Il frammento che meglio esprime la visione di Saffo sull’amore è il 16 V: il carme individua ciò che è più bello sulla terra, dove ad una visione guerriera, maschile, della vita, la poetessa ne contrappone un’altra, più intima.
Nel carme dice che per lei al mondo non è bella una schiera di cavalieri pronti a combattere, o le navi pronte a partire, ma più semplicemente, la persona di cui uno è innamorato.
Per dimostrare quest’affermazione, Saffo fa l’esempio di Elena: la regina di Sparta aveva tutto, ma nonostante questo, scelse di seguire Paride a Troia, spinta dal fuoco d’amore.
L’amore è un dio, e noi possiamo solo piegarci al suo potere.
Non si sa con certezza la data della morte di Saffo, come morì, o se arrivò ad un’età avanzata. Del tutto leggendaria è però la storia del suo suicidio a causa dell’amore infelice per il traghettatore Faone, che dopo essere stato benedetto dalla dea Afrodite, divenne bellissimo, ma sdegnò gli affetti della poetessa, perché considerata troppo brutta.
Dopo essere stata rifiutata dal giovane, la poetessa si sarebbe buttata dalla rupe Leucade per purificarsi dall’amore infelice.

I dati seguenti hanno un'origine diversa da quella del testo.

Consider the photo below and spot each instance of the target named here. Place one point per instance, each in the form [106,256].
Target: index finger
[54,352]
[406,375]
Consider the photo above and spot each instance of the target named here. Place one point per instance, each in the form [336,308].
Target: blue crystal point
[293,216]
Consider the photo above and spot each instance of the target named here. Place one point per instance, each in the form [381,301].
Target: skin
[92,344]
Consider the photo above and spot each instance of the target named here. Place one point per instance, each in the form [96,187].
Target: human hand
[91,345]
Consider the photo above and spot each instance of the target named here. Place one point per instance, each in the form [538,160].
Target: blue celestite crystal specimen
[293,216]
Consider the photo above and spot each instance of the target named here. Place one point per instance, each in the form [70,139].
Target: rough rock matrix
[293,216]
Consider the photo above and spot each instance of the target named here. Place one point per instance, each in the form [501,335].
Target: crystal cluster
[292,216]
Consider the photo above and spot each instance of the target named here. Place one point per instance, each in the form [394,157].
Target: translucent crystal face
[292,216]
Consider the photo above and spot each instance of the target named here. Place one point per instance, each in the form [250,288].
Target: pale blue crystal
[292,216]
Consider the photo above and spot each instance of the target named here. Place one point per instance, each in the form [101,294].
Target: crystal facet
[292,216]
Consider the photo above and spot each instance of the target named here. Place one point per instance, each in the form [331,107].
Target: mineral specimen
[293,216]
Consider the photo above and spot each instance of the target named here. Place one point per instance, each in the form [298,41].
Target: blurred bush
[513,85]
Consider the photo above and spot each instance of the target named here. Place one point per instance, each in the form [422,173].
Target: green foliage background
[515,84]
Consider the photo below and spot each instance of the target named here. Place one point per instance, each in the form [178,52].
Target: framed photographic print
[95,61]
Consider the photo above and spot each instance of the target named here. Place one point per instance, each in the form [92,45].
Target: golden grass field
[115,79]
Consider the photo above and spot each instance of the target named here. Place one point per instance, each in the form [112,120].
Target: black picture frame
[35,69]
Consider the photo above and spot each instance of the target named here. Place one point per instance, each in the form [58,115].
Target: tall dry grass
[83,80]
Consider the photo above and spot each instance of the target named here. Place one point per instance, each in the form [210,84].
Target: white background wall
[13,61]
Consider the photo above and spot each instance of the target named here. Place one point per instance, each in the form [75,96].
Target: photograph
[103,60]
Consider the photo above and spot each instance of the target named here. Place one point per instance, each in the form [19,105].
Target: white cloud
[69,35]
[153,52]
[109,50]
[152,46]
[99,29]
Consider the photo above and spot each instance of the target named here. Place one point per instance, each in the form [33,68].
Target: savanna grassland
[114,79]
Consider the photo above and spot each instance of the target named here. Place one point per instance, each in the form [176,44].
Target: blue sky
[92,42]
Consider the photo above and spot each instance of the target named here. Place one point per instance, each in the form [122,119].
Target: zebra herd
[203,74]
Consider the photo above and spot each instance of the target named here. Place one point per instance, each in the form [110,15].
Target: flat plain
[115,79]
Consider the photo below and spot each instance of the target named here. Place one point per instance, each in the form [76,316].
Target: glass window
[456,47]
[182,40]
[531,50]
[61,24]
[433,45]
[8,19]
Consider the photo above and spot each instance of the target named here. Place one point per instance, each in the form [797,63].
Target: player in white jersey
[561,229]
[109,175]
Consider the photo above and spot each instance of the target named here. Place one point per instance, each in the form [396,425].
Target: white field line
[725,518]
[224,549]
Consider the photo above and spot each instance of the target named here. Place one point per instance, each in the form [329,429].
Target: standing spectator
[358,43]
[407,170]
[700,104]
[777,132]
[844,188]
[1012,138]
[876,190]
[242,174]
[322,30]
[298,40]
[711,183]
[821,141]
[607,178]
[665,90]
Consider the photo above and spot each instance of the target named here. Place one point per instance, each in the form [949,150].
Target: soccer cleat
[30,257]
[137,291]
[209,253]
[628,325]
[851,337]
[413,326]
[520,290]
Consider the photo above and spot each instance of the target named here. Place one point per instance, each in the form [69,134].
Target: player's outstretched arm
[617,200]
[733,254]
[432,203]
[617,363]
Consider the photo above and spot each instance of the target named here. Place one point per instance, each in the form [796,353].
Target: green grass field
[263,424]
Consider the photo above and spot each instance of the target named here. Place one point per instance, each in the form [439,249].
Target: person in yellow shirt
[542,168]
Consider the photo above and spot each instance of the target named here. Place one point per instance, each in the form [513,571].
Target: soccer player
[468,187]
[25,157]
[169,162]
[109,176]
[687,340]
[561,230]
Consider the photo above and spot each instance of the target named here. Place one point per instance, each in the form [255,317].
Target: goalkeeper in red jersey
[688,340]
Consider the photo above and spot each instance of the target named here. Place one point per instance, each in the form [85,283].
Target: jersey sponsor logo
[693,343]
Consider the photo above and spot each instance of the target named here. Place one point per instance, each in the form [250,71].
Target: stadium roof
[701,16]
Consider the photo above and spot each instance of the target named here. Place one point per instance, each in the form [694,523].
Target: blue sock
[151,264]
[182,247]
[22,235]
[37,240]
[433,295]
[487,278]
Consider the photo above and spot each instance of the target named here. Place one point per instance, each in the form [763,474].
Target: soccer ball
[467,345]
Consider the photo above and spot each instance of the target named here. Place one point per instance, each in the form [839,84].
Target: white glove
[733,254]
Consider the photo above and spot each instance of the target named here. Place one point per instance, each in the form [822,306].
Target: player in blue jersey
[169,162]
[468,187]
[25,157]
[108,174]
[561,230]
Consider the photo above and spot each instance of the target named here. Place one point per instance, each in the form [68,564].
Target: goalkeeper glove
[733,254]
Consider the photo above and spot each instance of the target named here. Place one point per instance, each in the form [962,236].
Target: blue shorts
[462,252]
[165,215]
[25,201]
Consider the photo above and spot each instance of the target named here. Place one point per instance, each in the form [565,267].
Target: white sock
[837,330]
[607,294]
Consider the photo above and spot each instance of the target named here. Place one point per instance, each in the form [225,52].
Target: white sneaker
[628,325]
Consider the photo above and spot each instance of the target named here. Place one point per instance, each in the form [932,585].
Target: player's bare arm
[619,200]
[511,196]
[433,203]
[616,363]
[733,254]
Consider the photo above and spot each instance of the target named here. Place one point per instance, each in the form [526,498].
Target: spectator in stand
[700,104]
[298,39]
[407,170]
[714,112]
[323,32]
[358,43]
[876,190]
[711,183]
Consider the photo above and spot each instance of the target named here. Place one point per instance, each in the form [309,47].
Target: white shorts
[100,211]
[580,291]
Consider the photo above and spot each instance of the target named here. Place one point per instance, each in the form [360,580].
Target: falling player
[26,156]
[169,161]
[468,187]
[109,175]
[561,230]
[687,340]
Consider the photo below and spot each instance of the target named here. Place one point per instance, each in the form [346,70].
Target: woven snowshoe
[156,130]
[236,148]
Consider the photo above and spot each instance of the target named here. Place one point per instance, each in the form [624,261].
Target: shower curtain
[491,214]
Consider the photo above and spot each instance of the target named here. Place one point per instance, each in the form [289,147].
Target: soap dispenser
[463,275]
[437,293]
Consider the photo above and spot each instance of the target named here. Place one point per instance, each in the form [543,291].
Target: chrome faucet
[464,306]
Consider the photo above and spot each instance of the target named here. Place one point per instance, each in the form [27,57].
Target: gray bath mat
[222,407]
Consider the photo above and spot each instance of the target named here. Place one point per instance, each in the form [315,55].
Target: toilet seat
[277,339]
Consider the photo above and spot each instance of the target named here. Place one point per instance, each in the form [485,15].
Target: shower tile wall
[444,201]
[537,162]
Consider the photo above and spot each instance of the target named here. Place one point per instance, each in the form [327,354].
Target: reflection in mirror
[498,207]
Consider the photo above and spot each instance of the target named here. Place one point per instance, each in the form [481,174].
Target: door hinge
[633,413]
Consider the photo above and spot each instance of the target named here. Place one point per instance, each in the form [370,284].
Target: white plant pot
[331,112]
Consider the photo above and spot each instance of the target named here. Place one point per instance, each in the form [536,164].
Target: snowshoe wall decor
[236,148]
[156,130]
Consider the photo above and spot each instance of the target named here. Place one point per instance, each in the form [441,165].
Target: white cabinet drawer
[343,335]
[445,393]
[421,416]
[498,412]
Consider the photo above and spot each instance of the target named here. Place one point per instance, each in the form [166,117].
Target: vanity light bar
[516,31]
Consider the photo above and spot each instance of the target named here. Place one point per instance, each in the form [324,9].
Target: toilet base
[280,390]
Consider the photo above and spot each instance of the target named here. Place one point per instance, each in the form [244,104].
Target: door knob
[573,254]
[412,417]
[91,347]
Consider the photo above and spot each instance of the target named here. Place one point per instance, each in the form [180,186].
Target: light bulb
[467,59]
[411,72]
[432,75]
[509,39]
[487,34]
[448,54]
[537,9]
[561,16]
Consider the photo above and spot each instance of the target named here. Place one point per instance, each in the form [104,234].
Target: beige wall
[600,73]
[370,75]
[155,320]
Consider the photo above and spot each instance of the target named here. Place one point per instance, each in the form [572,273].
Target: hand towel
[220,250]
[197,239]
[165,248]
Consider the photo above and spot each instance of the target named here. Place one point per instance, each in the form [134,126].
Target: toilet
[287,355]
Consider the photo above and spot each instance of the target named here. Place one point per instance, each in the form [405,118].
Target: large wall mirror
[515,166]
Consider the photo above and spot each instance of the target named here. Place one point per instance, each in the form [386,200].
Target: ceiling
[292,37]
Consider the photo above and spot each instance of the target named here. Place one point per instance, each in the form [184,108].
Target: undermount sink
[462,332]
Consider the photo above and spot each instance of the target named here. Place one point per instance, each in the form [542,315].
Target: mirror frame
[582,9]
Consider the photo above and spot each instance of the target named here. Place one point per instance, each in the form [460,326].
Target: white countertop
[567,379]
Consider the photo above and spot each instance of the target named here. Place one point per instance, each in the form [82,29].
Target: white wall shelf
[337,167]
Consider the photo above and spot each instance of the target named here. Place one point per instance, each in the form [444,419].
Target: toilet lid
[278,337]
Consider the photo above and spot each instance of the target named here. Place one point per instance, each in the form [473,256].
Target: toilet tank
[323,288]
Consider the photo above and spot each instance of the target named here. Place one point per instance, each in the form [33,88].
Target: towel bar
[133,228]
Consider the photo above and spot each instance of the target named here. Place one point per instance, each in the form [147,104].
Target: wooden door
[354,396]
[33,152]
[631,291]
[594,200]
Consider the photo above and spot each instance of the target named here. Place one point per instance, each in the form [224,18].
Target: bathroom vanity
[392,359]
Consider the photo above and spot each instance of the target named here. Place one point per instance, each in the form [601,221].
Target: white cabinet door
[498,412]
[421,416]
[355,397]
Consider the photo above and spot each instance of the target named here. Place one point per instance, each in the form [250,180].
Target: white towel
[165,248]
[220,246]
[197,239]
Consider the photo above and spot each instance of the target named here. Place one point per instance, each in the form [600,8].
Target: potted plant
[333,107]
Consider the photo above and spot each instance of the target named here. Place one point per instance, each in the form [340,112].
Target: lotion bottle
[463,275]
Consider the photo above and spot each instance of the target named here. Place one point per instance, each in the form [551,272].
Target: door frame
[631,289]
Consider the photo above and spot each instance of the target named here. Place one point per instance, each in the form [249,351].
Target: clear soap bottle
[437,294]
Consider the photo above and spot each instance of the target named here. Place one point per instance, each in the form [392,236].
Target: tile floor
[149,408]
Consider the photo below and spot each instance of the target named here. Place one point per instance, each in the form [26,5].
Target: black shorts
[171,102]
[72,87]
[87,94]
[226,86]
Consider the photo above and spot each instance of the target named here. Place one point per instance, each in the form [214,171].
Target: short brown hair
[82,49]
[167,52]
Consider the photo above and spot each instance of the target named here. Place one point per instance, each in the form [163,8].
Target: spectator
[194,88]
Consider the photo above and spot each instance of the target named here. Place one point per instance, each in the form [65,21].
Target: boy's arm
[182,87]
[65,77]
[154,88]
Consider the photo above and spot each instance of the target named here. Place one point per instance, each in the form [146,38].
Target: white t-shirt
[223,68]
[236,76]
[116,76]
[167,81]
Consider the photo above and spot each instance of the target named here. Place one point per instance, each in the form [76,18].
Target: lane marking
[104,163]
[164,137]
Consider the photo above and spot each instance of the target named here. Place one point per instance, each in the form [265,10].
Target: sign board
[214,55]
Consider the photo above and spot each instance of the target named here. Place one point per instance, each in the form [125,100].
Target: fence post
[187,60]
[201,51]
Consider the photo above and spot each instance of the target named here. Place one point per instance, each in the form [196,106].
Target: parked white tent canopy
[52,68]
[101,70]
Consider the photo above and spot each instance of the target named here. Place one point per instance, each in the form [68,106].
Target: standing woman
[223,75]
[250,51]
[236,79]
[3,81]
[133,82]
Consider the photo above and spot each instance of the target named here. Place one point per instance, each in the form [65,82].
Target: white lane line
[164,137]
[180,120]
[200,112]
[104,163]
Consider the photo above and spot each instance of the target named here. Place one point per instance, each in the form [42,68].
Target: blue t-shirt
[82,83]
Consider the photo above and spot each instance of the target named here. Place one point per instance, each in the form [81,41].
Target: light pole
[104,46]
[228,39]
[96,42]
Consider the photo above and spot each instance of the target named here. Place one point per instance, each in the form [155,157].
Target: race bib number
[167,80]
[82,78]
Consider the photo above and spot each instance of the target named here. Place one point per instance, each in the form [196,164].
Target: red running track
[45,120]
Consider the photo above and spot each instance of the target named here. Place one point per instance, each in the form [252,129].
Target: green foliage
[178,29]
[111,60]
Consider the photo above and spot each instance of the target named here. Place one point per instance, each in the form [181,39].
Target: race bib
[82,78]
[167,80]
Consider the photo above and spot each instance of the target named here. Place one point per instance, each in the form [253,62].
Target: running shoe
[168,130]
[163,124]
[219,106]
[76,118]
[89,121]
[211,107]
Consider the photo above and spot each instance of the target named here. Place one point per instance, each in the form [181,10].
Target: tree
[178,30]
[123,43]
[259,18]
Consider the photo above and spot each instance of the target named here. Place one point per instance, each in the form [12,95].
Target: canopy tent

Questo soggetto divenne poi popolare in arte, soprattutto nell’Ottocento. E Faone? Pare che divenne troppo superbo ed orgoglioso della sua bellezza, e venne ucciso dagli uomini di Lesbo.
Alla fine, aveva ricevuto la sua punizione per aver rifiutato quella che per gli antichi era la Decima Musa. Quale fu l’eredità di Saffo? Non bisogna sottovalutare il suo influsso, sebbene noi la conosciamo pochissimo rispetto ai lettori del passato.
Della sua sterminata produzione ci rimangono circa duecento frammenti, alcuni composti da una sola parola, derivati da tradizione indiretta e dai ritrovamenti papiracei nel deserto egiziano.
L’unico componimento integro è il fr.1 V, tramandato da Dionigi di Alicarnasso, e più comunemente conosciuto come Ode di Afrodite.
Già nell’antichità veniva ammirata per la sua maestria; Solone, ascoltando in vecchiaia un carme della poetessa, disse che desiderava solo due cose: imparare il carme a memoria, e poi morire, mentre Catullo trasse ispirazione da lei per la sua Ode della gelosia e ne fu allievo spirituale.
A partire dal XIX secolo, la sua poesia divenne paradigma dell’amore omosessuale femminile, dando origine al termine “saffico”.